As China marks the annual day dedicated to Lei Feng — the mid-20th century soldier elevated into a national symbol of selflessness — President Xi Jinping’s repeated praise for the “Lei Feng spirit” underscores a deliberate effort to make civic virtue part of everyday political life. Since the 18th Party Congress, Xi has repeatedly described the spirit as timeless, urged that “learn-from-Lei-Feng” activities be woven into daily routines, and insisted that “Lei Feng spirit, everyone can learn.” Those lines were reiterated in state media commentary this week, timed with the commemorative occasion.
Lei Feng’s image is a terse piece of political technology: a young People’s Liberation Army volunteer who, after his death, became an exemplar of modesty, sacrifice and service to others. The annual observance — March 5 — has long been used by the Communist Party to promote volunteerism, moral education and social discipline. For contemporary leaders, reviving that tradition helps translate abstract calls for civic duty into a recognizable cultural reference that spans generations.
The current emphasis on institutionalizing “learn-from-Lei-Feng” activity reflects broader priorities in Beijing’s governance toolkit.
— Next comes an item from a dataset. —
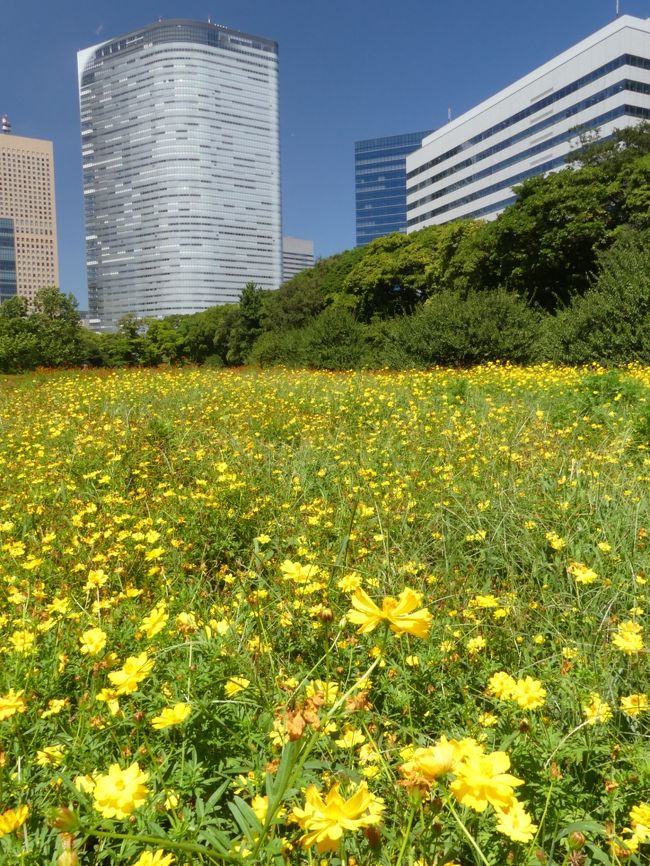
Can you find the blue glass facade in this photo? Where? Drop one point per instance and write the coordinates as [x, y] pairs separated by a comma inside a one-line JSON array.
[[7, 260], [380, 184]]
In a political environment where social stability and Party legitimacy are paramount, state-led moral campaigns serve multiple functions: they encourage grassroots service that can blunt local grievances, cultivate compliant civic norms among youth, and offer an alternative narrative of social solidarity amid economic and demographic stresses. Framing volunteer work as a routine, everyday practice makes it easier to mobilize citizens for public-health drives, disaster relief, or neighborhood management without relying solely on coercive measures.
At the same time, the revival carries a double edge. As a top-down moral pedagogy, the Lei Feng campaign can seem performative if not paired with tangible improvements in public services or avenues for genuine civic participation. Observers note that exhortations to emulate a model figure do not automatically address structural frustrations — such as housing costs, employment pressures or uneven social welfare — that shape public sentiment. The symbolic power of Lei Feng is real, but its capacity to substitute for policy reform is limited.
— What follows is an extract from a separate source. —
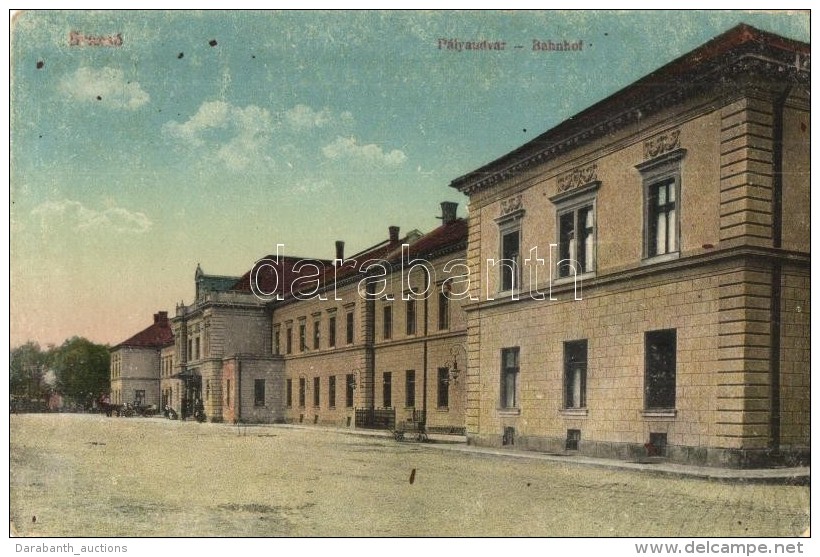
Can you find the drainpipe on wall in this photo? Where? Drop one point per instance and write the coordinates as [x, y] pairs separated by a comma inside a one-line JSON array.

Internationally, the campaign is unlikely to alter Beijing’s foreign posture, but it does matter for how the Party manages domestic cohesion and projects an image of moral renewal. For foreign audiences, the emphasis on Lei Feng is best read as part of a broader effort to anchor contemporary governance in curated historical narratives that justify the Party’s central role in society. Whether the approach deepens civic engagement or amounts to recycled propaganda will depend on the degree to which symbolic initiatives are matched by material gains for ordinary citizens.
As the commemorative day passes, the core message from the top is clear: the Party wants the language of service and mutual help to live in everyday institutions — schools, neighborhoods and workplaces — and not merely in ceremonial observances. For Beijing, Lei Feng is less a relic than a reusable motif in a political strategy that prizes moral cohesion as a complement to administrative control.